L’objet d’une réflexion ? Parlons-en ! Cette exposition tient plus, selon moi, d’un simple cabinet de curiosités, dans lequel on déambule tranquillement sans chercher à comprendre. Dans les premières salles, on a parfois l’impression que la sélection des objets exposés, s’est fait aléatoirement, dans un hasard total.

Pourtant, Marc Olivier Gonseth – conservateur du MEN et pour l’occasion auteur de figures de l’artifice – voit comme objet de son exposition, une réflexion sur le rapport que les sociétés du 21ème siècle entretiennent avec les technologies de pointe, susceptibles de modifier la carte et les frontières de l’humain. Cette exposition est censée nous informée et nous sensibiliser sur le mélange du social et du scientifique ; en montrant le comportement humain face aux Dieux, aux animaux et aux machines.

La confusion qui règne dans figures de l’artifice, ne permet pas, selon moi, de saisir la vraie visée de l’exposition.

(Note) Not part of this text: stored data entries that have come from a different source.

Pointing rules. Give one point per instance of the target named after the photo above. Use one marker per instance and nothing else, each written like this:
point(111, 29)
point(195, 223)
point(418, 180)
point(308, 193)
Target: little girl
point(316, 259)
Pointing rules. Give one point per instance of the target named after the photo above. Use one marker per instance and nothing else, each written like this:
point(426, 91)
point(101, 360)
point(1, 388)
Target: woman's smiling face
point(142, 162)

Heureusement l’aspect ludique sauve la mise ; on retiendra notamment la manière dont le concepteur à réussi à créer une salle où l’on peut vivre l’expérience d’une illusion d’optique, autrement qu’en l’observant sur papier. On notera aussi la très bonne idée de fond ; celle du personnage de Dédale qui se ressent tant dans la disposition des salles (à la manière labyrinthe), que dans le l’ambiance générale du musée.

Ce que je reproche concrètement au musée d’ethnographie de Neuchâtel et cela n’engage que moi, c’est d’avoir échoué sa prestation ; l’exposition avait pour but de mettre en rapport la technologie et le comportement humain. Le pari n’est pas gagné.

Notons encore que c’est la personne de Kevin Warwick qui a inspirée l’exposition : un professeur de cybernétique anglais qui s’est fait implanter dans le bras une puce électronique connectée directement à son système nerveux, et permettant ainsi d’actionner par la pensée un membre artificiel. De surcroît, je salue l’initiative qu’avait prise le MEN en l’invitant pour une conférence au mois de mars de cette année.

Au final, ma balance penche tout de même dangereusement du côté négatif pour figures de l’artifice. Allez y faire un tour, faites-vous une idée par vous-même, de préférence avant la fin de l’exposition qui s’achèvera le dernier jour de 2007.